To provide a concrete example of tracing and analyzing hardware PMUs using PAPI for only a subset of functions in an Action we will profile the function ScalarWaveEquations<Dim>::compute_volume_dt_u. There are several helper functions provided in Utilities/PAPI.hpp that will come in useful. To start the PAPI counters and record the time at the beginning of the function we call

start_papi_counters(std::array<int, 2>{{PAPI_L1_DCM, PAPI_L2_DCM}});
const double start_time = get_time_from_papi();

and wherever we want to finish recording we run

const double stop_time = get_time_from_papi();
auto counters = stop_papi_counters<2>();

The template parameter to stop_papi_counters must be the number of PAPI counters being recorded, two in our example.
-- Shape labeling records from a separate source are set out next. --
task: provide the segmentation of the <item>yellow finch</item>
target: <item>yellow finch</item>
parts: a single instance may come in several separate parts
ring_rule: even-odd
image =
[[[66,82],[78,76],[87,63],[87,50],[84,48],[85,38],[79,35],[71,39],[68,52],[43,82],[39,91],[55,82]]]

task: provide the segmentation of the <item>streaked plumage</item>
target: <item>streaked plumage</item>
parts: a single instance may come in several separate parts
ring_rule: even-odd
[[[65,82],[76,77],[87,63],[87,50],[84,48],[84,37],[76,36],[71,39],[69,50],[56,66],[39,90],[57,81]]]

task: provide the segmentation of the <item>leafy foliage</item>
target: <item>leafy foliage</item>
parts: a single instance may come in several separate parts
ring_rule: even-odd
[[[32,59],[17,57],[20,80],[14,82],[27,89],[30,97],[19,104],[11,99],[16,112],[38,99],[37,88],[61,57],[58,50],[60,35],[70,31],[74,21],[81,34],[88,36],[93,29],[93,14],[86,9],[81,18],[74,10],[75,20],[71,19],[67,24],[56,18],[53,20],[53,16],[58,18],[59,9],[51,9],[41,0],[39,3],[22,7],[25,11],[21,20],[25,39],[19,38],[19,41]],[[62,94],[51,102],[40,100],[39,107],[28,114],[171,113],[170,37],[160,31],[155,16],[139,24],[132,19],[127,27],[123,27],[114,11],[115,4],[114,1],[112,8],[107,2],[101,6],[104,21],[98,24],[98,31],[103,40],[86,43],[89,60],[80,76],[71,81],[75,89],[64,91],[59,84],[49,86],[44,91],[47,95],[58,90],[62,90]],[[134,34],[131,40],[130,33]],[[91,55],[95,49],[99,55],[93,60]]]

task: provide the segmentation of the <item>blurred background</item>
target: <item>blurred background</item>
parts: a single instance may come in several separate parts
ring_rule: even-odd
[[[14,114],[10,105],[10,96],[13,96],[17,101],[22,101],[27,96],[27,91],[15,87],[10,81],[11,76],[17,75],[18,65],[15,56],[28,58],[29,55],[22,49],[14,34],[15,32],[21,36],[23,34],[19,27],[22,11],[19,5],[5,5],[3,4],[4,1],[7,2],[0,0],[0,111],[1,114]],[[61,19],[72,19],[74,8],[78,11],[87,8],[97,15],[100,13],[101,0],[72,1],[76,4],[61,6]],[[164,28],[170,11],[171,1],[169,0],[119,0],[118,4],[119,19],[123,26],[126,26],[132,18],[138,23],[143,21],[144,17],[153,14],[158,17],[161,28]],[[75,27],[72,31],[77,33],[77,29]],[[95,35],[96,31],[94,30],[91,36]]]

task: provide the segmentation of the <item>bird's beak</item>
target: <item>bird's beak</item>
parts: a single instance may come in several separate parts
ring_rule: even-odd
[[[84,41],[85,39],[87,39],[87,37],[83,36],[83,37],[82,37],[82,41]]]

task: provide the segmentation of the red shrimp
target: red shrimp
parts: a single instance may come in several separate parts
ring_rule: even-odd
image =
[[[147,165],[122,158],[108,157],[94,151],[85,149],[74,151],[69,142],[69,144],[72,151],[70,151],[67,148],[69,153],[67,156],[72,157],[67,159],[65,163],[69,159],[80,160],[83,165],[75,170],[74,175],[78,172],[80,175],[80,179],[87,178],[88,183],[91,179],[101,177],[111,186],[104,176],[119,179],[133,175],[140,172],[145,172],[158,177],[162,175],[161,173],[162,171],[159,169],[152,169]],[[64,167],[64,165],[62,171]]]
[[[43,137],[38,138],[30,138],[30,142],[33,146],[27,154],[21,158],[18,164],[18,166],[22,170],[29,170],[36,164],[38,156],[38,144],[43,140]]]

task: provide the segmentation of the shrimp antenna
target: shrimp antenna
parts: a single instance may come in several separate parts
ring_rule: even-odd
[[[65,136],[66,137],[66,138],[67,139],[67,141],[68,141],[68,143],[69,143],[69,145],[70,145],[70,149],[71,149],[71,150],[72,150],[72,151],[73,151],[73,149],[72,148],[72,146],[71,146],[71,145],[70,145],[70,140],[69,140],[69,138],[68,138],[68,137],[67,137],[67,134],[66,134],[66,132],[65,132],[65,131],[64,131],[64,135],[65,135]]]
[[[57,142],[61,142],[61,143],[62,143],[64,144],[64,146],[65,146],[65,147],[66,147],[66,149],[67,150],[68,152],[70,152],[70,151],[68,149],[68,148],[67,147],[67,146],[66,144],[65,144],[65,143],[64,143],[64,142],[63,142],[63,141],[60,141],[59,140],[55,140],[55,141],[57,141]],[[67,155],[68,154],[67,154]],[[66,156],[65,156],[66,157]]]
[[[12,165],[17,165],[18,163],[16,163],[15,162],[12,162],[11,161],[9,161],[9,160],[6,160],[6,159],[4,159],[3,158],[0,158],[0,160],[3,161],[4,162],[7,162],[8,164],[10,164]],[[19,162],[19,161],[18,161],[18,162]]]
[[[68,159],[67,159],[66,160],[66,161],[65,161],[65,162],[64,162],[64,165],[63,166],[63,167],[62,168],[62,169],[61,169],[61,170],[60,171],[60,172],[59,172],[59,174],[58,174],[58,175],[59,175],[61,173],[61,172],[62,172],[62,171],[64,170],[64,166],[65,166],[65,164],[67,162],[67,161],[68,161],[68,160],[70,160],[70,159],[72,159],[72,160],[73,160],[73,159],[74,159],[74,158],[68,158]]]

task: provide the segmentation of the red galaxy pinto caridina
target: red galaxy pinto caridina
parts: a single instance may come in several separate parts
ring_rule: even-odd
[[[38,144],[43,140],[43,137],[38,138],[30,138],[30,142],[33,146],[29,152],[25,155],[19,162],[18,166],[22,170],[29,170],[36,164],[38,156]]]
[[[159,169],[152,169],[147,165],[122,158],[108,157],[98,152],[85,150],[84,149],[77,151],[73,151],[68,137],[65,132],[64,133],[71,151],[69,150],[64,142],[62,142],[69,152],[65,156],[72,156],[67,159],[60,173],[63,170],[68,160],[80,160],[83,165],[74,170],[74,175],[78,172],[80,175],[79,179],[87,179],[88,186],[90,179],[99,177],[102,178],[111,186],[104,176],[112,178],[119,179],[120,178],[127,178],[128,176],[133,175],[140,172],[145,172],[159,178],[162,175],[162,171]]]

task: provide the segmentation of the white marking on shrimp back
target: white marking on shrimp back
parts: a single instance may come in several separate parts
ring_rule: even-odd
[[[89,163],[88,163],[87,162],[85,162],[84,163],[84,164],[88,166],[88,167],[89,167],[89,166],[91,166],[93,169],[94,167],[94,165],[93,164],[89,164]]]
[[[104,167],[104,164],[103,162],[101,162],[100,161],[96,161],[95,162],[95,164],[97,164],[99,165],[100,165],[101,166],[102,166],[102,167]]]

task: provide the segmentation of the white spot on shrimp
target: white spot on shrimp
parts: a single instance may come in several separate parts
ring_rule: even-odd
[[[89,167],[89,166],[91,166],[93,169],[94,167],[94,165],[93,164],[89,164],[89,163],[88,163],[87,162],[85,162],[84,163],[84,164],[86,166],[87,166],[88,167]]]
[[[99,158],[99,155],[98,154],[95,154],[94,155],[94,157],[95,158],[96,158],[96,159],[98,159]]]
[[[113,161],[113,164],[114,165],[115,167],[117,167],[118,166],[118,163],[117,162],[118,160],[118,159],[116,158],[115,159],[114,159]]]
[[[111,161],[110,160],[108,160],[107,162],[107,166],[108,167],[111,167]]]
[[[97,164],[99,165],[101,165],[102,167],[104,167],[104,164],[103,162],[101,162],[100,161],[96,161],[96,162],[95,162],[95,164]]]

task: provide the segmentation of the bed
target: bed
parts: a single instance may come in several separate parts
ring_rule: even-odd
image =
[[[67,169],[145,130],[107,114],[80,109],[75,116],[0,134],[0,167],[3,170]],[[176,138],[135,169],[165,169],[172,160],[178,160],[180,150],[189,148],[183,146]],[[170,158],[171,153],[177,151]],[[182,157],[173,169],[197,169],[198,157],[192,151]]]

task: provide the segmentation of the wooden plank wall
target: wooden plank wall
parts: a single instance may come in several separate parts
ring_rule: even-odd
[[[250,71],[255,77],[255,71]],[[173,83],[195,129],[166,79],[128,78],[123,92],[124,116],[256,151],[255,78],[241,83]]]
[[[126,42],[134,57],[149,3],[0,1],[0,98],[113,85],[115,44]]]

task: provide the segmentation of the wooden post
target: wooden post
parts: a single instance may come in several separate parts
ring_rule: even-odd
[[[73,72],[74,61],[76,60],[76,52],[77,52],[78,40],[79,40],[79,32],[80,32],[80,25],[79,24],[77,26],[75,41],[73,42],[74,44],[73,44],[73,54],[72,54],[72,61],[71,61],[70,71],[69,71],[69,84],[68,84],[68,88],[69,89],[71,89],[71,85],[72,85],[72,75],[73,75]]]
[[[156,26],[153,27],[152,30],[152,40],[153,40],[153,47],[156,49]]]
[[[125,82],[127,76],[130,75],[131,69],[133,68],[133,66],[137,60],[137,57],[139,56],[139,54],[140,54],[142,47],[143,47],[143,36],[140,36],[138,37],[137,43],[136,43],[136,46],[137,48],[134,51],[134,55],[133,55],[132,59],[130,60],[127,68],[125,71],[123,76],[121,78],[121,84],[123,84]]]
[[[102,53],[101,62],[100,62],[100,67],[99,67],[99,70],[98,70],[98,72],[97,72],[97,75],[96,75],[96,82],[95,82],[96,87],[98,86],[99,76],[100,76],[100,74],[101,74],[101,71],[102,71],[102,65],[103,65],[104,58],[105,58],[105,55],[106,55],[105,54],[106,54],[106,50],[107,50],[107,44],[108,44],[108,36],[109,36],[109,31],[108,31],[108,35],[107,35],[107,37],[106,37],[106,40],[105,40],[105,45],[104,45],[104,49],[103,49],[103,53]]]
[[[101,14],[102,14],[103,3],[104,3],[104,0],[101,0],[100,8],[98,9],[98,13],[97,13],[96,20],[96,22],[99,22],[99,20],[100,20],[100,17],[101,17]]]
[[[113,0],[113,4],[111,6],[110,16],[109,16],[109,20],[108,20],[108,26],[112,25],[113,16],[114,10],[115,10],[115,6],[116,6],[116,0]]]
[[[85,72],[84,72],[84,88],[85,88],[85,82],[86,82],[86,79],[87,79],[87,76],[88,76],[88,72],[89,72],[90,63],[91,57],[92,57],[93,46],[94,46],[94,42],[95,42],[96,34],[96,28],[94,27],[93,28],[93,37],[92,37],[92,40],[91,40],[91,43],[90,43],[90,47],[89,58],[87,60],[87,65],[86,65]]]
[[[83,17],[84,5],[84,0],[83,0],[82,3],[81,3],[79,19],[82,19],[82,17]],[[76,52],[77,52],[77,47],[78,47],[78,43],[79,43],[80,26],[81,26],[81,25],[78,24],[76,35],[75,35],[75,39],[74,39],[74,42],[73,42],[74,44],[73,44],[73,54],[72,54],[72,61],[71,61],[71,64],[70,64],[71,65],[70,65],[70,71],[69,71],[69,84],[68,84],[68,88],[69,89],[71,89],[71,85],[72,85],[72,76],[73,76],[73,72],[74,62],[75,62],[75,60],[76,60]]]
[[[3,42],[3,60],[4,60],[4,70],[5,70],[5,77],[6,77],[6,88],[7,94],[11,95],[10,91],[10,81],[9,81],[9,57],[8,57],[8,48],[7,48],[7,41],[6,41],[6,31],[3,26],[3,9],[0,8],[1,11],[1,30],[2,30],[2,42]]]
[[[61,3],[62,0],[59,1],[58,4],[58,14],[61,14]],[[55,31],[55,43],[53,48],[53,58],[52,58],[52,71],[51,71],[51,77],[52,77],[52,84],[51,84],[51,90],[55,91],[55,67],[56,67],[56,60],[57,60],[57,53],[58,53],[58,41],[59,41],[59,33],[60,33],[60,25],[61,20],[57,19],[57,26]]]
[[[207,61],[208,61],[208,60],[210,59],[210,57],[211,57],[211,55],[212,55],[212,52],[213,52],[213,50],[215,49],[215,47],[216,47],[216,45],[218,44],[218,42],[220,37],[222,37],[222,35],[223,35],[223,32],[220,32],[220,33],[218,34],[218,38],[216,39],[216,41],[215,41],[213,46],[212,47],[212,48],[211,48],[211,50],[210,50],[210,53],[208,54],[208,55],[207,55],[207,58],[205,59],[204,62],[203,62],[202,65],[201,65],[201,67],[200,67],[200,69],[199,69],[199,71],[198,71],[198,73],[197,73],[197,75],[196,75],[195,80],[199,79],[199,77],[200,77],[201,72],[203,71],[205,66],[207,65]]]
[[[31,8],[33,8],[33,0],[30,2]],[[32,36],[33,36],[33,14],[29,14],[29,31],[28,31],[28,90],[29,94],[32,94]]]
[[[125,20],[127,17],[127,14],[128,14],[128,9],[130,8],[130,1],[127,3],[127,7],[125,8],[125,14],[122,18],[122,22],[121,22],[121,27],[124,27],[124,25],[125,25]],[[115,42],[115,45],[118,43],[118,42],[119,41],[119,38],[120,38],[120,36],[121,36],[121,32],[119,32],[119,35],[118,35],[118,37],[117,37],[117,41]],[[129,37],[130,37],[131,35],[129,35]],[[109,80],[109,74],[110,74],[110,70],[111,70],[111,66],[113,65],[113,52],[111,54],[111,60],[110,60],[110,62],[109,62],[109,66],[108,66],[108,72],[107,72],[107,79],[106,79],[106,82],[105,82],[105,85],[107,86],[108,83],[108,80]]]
The function get_time_from_papi returns the time in seconds and stop_time - start_time gives the elapsed time in seconds between the two calls. Using get_time_from_papi it is possible to compute FLOP/s, or any other metric related to time. Finally, to store the counter read outs into Projections's stat counter we use

updateStat(projections_user_stat_offset, counters[0]);
updateStat(projections_user_stat_offset + 1, counters[1]);

The variable projections_user_stat_offset is used to ensure that the stat numbers used by Charm++ internally do not collide with any used in the Actions, unless you have over 9000 Actions.

Running SpECTRE With Trace Output

When running SpECTRE you must specify a directory to output trace data into. This is done by adding the command line argument +traceroot DIR where DIR is the directory to dump the trace data into. Note that DIR must already exist, the application will not create it. For example, to run the 3D scalar wave executable on a multicore build with tracing enabled use

./Evolve3DScalarWave +p4 +traceroot ./traces

For more information on runtime options to control trace data see the Charm++ Projections manual.

Visualizing Trace %Data In Projections

See the Charm++ Projections manual for details.